Traditional economic and financial theory is being challenged
because normative, prescriptive models derived from it are not
predicting the behavior of successful producers, investors, or
consumers as well as anticipated. Economists and psychologists are
documenting anomalies at the individual level, in financial
markets, and in natural economic settings. This opens the larger
question of the importance of psychological, sociological, and
other phenomena for financial and economic behavior. It even raises
the issue of what economic rationality really is. This book surveys
and examines the increasing evidence of economic anomalies. It
argues for an eventual, comprehensive behavioral framework for
economics and finance, but in the interim, indicates how the
tendency to use rules of thumb might be taken into account to
improve predictions about decision making.
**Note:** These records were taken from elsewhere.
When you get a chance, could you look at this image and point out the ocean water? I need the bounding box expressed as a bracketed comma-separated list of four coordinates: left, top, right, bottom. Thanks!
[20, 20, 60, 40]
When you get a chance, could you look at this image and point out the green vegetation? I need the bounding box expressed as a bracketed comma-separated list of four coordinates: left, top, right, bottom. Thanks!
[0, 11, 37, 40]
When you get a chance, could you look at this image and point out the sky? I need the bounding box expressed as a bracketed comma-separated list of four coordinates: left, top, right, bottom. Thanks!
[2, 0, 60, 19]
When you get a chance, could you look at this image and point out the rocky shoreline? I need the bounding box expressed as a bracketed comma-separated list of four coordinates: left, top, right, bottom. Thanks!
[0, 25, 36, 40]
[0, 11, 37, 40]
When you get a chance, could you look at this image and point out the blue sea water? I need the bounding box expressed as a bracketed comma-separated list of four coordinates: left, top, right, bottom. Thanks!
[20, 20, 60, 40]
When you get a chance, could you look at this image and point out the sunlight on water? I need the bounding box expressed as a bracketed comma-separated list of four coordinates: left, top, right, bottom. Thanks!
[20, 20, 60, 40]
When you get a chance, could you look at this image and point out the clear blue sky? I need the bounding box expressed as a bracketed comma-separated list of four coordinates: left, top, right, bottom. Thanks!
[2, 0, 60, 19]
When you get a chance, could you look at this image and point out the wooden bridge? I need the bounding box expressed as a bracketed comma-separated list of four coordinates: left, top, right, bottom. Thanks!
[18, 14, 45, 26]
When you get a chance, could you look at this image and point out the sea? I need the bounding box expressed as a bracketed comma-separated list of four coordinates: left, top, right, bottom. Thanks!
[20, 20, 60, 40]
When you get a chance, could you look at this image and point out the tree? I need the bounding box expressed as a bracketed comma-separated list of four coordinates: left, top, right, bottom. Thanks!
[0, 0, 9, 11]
The book is aimed at those, including business executives and
students, with intermediate-level preparation in economics or
finance. Part I, however, is accessible to those with only an
introductory course. Part II should prove useful to professionals
in economics and finance who seek a solid introduction to this
area. The presentation speculates about possible applications of a
behavioral analysis to past and present public policy issues. It
closes with guidelines for decision making that suggest how, in the
absence of a comprehensive behavioral theory of economics and
finance, to improve prediction about decision making by taking into
account the heuristics, or rules of thumb, used by decision makers
and the biases that those heuristics involve.